Entramos en el parque natural y recorremos unos cuantos kilómetros por una pista, con ese color apabullantemente arcilloso que tiene la tierra aquí, rodeados de vegetación, algún mono de vez en cuando, y de repente jirafas. Vistas de cerca en movimiento hay algo extraño, alienígena, en ellas, con un diseño estrafalario e inútil, bobino pero a la vez hipnótico. Sacamos fotos desde dentro de la furgoneta, supongo que gracias al incidente del Rioleón chino con el tigre que mencioné antes, porque si no mis compañeros son muy de bajar y darles pipas. Arrancamos, y mis paisanos, además de las pipas, comen (y ofrecen) plátanos. Hay algo malsano en ver ofrecerle un plátano al conductor negro, pero probablemente sea mi mente. No, con toda seguridad es mi mente. Llegamos al hotel que está dentro del parque. Esperaba que hubiera un centro turístico de algún tipo ofreciendo excursiones, pero no, solo podemos dar un paseo cerca del rio, el Nilo. Hay carteles que aconsejan no acercarse por el peligro de los animales salvajes, pero el rugir (¿O es el hipopotamear?) de los hipopótamos y la necesidad de sacar fotos pésimas con el móvil hace que mis acompañantes casi se metan en el agua. Yo tiro fotos de ellos sacando fotos.
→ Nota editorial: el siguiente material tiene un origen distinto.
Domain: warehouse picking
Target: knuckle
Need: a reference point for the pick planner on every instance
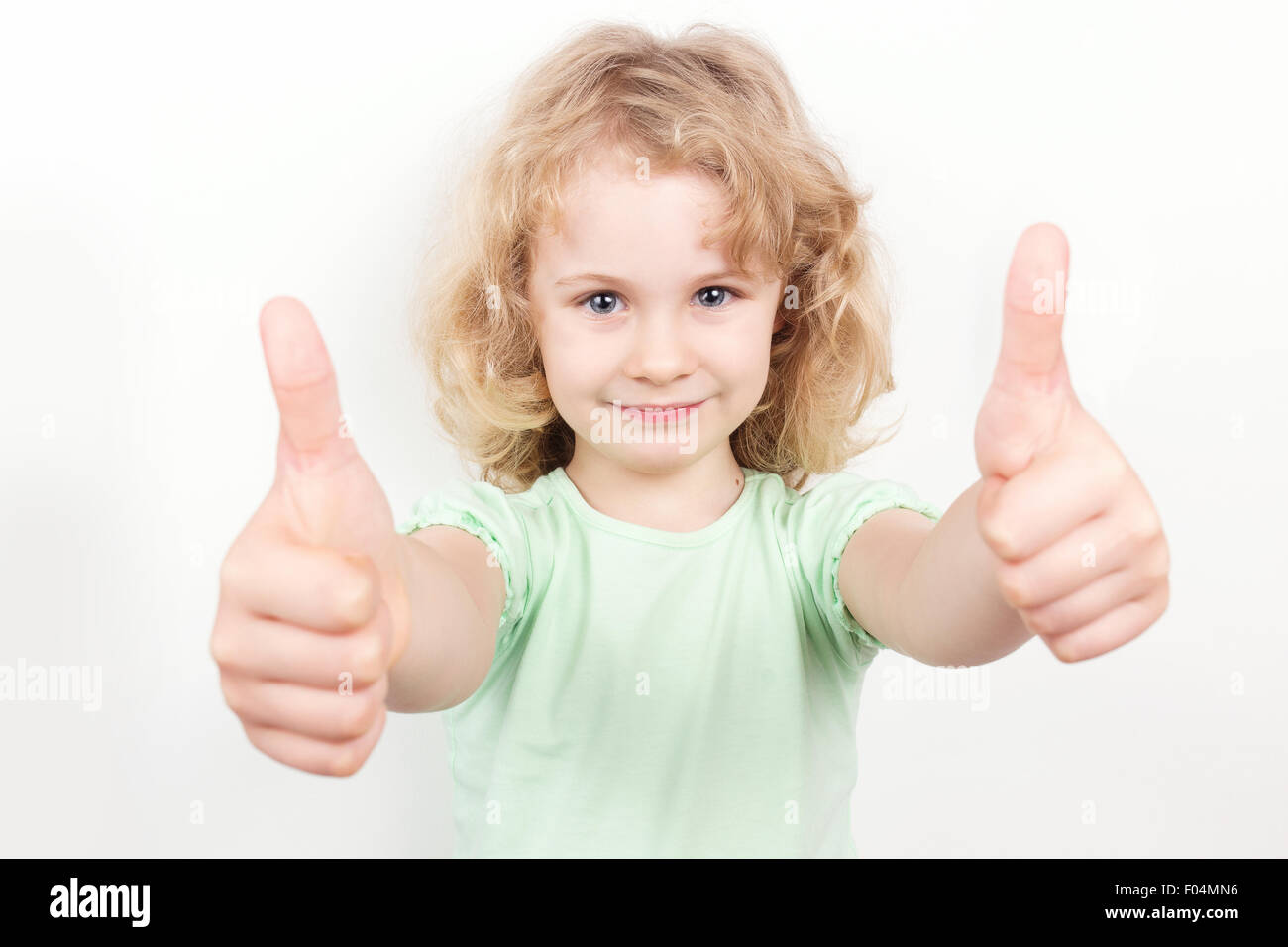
(347, 762)
(355, 600)
(366, 659)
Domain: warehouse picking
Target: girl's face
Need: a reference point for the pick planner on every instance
(630, 307)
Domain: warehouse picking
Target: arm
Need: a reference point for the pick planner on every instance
(928, 590)
(456, 598)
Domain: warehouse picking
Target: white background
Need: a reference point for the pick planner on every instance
(167, 169)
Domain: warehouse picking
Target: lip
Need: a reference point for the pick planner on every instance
(661, 408)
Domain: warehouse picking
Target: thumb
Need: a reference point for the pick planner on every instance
(305, 389)
(1033, 312)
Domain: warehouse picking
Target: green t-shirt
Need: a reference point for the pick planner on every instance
(664, 693)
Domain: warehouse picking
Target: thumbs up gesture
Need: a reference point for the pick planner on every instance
(1083, 556)
(313, 608)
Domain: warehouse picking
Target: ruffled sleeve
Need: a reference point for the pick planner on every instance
(820, 525)
(485, 512)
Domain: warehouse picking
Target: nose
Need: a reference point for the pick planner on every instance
(662, 348)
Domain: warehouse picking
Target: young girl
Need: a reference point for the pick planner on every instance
(657, 313)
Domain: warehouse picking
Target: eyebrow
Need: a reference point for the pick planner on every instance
(601, 278)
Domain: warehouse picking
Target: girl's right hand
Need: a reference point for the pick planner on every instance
(313, 607)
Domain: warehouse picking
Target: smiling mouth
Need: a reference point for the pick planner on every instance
(661, 411)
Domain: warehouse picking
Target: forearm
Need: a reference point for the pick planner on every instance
(443, 661)
(948, 602)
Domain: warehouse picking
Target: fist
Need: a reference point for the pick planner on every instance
(1085, 561)
(313, 608)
Nos volvemos. Ni siquiera nos quedamos allí, o paramos de camino, para comer algo local. Hay que volver para saborear Hunan. No vaya a ser que se nos olvide a que sabe el tofu picante. Por la tarde visitamos la central en construcción.
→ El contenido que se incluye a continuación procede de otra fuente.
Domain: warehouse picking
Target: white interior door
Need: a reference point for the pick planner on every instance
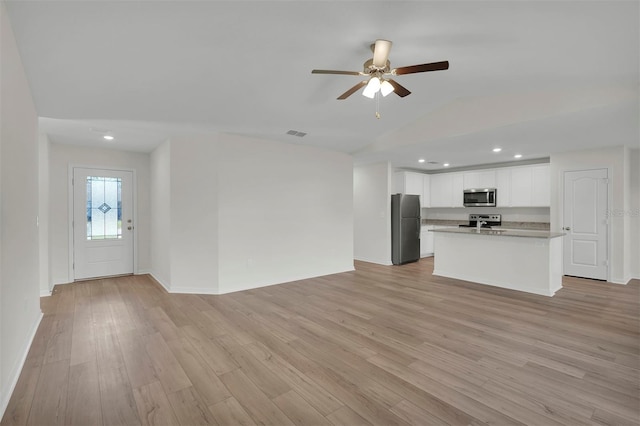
(585, 222)
(102, 223)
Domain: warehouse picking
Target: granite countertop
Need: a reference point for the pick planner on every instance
(529, 226)
(501, 232)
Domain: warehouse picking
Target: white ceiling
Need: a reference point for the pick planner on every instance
(533, 77)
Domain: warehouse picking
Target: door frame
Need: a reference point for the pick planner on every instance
(608, 218)
(70, 199)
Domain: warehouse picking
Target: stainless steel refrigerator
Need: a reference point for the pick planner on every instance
(405, 228)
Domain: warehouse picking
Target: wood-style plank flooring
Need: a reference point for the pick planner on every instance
(381, 345)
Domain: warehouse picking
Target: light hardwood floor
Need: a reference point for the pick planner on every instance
(381, 345)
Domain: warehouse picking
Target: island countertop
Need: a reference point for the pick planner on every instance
(501, 232)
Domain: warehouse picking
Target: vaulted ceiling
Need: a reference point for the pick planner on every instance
(532, 77)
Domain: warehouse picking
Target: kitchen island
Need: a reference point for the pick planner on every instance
(523, 260)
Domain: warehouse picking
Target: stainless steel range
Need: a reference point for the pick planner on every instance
(485, 220)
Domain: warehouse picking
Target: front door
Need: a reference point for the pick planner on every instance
(102, 223)
(585, 222)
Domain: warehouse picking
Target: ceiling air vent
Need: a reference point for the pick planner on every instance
(296, 133)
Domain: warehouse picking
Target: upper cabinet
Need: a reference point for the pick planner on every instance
(409, 183)
(525, 186)
(503, 187)
(446, 190)
(519, 186)
(479, 179)
(426, 191)
(413, 184)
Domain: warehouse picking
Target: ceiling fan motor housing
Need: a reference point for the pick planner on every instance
(369, 68)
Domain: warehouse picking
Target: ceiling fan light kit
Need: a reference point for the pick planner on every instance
(379, 67)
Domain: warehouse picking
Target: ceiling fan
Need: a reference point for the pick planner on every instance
(378, 69)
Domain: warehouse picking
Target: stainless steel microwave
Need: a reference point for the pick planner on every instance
(479, 197)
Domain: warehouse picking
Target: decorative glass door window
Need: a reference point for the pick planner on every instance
(104, 208)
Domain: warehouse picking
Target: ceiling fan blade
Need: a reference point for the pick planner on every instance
(381, 53)
(335, 72)
(399, 89)
(434, 66)
(353, 90)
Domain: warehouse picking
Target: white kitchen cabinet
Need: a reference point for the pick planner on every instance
(426, 241)
(425, 201)
(409, 183)
(457, 183)
(541, 186)
(446, 190)
(503, 187)
(525, 186)
(521, 186)
(479, 179)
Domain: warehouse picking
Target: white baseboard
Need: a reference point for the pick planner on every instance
(385, 262)
(622, 281)
(159, 281)
(14, 375)
(193, 290)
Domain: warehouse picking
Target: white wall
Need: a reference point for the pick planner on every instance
(19, 264)
(615, 160)
(371, 209)
(285, 212)
(194, 215)
(634, 213)
(61, 156)
(46, 285)
(160, 199)
(246, 213)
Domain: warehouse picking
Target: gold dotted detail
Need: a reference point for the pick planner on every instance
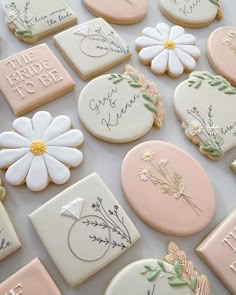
(169, 44)
(38, 147)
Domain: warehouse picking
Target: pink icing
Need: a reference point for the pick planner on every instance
(222, 52)
(33, 279)
(32, 77)
(118, 10)
(218, 250)
(161, 211)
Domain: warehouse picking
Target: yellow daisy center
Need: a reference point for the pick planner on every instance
(169, 44)
(38, 147)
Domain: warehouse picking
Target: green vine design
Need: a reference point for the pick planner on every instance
(175, 276)
(214, 81)
(133, 81)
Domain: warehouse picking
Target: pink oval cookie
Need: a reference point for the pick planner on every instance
(122, 12)
(168, 188)
(221, 52)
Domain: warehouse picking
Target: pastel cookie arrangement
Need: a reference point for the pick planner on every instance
(82, 226)
(119, 108)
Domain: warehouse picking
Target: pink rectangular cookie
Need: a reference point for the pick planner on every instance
(32, 78)
(33, 279)
(218, 250)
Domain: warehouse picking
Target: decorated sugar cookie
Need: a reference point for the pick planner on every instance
(31, 279)
(168, 50)
(173, 275)
(9, 241)
(94, 229)
(44, 146)
(32, 78)
(32, 20)
(120, 108)
(122, 12)
(201, 103)
(221, 243)
(192, 13)
(167, 188)
(95, 43)
(221, 52)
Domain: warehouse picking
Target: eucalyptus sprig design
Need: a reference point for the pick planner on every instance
(23, 20)
(215, 81)
(170, 183)
(113, 221)
(174, 275)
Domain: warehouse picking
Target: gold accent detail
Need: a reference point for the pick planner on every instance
(169, 44)
(38, 147)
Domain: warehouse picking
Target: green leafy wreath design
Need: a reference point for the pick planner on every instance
(214, 81)
(133, 80)
(175, 276)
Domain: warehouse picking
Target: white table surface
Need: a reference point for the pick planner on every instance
(106, 160)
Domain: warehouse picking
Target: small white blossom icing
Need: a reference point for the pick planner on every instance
(168, 49)
(40, 150)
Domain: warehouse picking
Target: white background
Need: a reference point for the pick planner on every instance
(106, 160)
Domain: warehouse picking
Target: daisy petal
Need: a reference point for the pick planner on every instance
(159, 63)
(164, 30)
(58, 172)
(41, 121)
(145, 42)
(152, 33)
(71, 138)
(175, 67)
(192, 50)
(13, 140)
(69, 156)
(176, 32)
(24, 127)
(8, 157)
(147, 54)
(58, 126)
(186, 39)
(186, 59)
(37, 177)
(17, 172)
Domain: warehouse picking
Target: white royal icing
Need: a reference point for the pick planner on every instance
(174, 60)
(52, 164)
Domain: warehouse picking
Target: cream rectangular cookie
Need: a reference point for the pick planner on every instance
(31, 20)
(92, 48)
(83, 229)
(33, 77)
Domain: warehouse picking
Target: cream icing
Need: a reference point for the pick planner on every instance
(42, 146)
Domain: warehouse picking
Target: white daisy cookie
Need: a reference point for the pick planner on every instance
(168, 50)
(40, 150)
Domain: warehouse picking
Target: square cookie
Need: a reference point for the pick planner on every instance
(9, 241)
(92, 48)
(32, 279)
(32, 20)
(83, 229)
(32, 78)
(218, 250)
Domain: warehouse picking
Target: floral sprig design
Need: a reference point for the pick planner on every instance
(208, 129)
(113, 221)
(149, 91)
(222, 84)
(174, 275)
(170, 183)
(23, 20)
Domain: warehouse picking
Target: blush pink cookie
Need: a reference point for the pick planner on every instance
(31, 279)
(221, 244)
(122, 12)
(32, 78)
(221, 52)
(168, 188)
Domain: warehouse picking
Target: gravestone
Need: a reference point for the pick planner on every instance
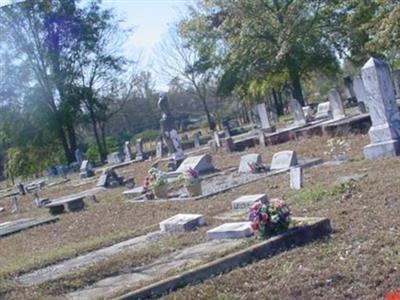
(14, 205)
(349, 91)
(297, 112)
(199, 163)
(296, 178)
(114, 158)
(385, 131)
(78, 156)
(159, 149)
(182, 222)
(336, 104)
(139, 150)
(127, 151)
(396, 82)
(283, 160)
(361, 93)
(263, 116)
(196, 139)
(324, 111)
(246, 161)
(217, 139)
(244, 202)
(236, 230)
(86, 170)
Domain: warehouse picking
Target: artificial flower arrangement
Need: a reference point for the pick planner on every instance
(157, 183)
(191, 180)
(269, 219)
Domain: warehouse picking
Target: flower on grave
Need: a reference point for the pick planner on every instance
(189, 177)
(269, 219)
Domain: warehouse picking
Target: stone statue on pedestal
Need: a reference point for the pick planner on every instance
(168, 130)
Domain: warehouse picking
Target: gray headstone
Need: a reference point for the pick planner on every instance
(182, 222)
(385, 131)
(159, 149)
(263, 115)
(296, 178)
(361, 93)
(297, 112)
(127, 151)
(247, 160)
(246, 201)
(396, 82)
(196, 139)
(336, 104)
(114, 158)
(139, 150)
(323, 111)
(200, 163)
(283, 160)
(236, 230)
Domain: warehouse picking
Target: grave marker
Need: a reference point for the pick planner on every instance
(182, 222)
(244, 202)
(297, 112)
(385, 131)
(283, 160)
(236, 230)
(296, 178)
(247, 160)
(336, 104)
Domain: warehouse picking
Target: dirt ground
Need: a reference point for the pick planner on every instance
(360, 259)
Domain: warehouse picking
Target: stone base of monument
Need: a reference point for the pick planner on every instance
(380, 150)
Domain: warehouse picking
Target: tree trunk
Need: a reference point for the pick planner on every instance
(295, 81)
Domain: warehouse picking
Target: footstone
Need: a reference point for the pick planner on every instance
(246, 201)
(323, 111)
(230, 231)
(283, 160)
(296, 178)
(336, 104)
(385, 131)
(182, 222)
(200, 163)
(297, 112)
(247, 160)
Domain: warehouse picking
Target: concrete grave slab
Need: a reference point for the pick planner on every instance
(244, 202)
(182, 222)
(247, 159)
(283, 160)
(200, 163)
(236, 230)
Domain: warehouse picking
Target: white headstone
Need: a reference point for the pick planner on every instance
(297, 112)
(200, 163)
(263, 115)
(323, 110)
(247, 160)
(283, 160)
(336, 103)
(296, 178)
(385, 131)
(230, 231)
(246, 201)
(182, 222)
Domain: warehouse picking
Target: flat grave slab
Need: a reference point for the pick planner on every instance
(244, 202)
(237, 230)
(67, 266)
(182, 222)
(9, 228)
(200, 163)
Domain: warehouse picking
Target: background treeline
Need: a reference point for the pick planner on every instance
(65, 83)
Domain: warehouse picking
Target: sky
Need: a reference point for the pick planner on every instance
(150, 20)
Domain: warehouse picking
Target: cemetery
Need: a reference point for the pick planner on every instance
(292, 201)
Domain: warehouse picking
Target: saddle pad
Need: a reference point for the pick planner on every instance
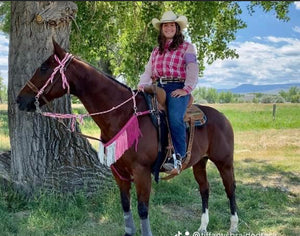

(*) Debo aclarar y enfatizar aquí, a medio camino, que las recurrentes referencias al mal inglés de mis compañeros, sus peculiaridades, sus gargajos, su afición al ajo, a no acercarse a lo oscuro, son signos de veneración. Y siempre van acompañados  de amabilidad, practicidad y sencillez en  el mejor de los sentidos. Esta aclaración probablemente consiga que parezca condescendiente y aún más idiota, pero todos saben que ya estoy echando de menos China.